Palindromic Substrings - LeetCode 647 Solution in python

Palindromic Substrings medium

Problem Statement

Given a string s, return the number of palindromic substrings in it.

A string is a palindrome when it reads the same backward as forward. A substring is a contiguous sequence of characters within the string.

Example 1:

Input: s = "abc" Output: 3 Explanation: Three palindromic strings: "a", "b", "c".

Example 2:

Input: s = "aaa" Output: 6 Explanation: Six palindromic strings: "a", "a", "a", "aa", "aa", "aaa".

Steps

Initialization: Create a variable count to store the number of palindromic substrings, initializing it to 0.
Iteration: Iterate through each character of the string s using a for loop.
Palindrome Check (Odd Length): For each character, consider it as the center of a potential odd-length palindrome. Expand outwards from the center, checking if the characters at the left and right are equal. Increment count for each palindrome found.
Palindrome Check (Even Length): For each character (except the last), consider the pair of characters centered between it and the next character as the potential center of an even-length palindrome.

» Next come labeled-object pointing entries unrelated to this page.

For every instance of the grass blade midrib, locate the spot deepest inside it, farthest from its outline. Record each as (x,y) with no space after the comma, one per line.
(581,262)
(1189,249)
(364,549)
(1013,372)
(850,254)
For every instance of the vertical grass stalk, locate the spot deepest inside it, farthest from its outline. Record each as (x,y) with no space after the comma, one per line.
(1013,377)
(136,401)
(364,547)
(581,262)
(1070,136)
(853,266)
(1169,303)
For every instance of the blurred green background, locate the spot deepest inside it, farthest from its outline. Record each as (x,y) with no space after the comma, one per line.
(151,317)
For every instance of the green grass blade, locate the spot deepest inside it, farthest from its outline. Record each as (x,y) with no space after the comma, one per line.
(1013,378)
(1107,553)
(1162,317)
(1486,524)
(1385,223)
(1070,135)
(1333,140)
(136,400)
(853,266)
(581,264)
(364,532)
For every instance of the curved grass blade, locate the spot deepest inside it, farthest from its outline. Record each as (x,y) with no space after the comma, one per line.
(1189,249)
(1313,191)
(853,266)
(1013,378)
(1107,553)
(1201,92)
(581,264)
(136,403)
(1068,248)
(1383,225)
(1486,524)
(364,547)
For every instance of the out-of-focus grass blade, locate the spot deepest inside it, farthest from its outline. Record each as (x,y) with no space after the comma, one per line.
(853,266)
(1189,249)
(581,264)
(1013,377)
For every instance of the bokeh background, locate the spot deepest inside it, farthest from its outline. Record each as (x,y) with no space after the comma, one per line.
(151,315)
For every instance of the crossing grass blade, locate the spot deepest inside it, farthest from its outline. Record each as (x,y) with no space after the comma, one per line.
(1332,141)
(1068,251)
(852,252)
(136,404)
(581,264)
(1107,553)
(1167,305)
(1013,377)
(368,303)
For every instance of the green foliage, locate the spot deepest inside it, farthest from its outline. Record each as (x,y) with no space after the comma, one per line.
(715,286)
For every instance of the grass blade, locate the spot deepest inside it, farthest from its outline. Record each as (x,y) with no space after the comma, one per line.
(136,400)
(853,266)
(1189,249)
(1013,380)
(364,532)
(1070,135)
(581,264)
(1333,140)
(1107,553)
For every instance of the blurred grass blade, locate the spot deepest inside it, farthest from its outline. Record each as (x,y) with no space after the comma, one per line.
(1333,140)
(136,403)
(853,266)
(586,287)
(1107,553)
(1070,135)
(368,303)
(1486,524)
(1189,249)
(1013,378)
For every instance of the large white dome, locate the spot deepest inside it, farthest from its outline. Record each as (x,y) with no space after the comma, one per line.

Expand outwards, checking if the characters are equal. Increment count for each palindrome found.
Return: After iterating through all characters, return the final value of count.

Explanation

The solution uses a technique called expand around center. Instead of checking every possible substring, we efficiently check only those substrings that could potentially be palindromes. We do this by considering each character (and each pair of adjacent characters) as the center of a palindrome and expanding outwards to check for symmetry. This avoids redundant checks.

Code

function countSubstrings(s: string): number {
    let count = 0;
    for (let i = 0; i < s.length; i++) {
        // Odd length palindromes
        let l = i, r = i;
        while (l >= 0 && r < s.length && s[l] === s[r]) {
            count++;
            l--;
            r++;
        }

        // Even length palindromes
        l = i, r = i + 1;
        while (l >= 0 && r < s.length && s[l] === s[r]) {
            count++;
            l--;
            r++;
        }
    }
    return count;
};

Complexity

Time Complexity: O(n^2), where n is the length of the string. In the worst case (e.g., "aaaaa"), we might check almost all possible substrings.
Space Complexity: O(1). The algorithm uses a constant amount of extra space regardless of the input string size.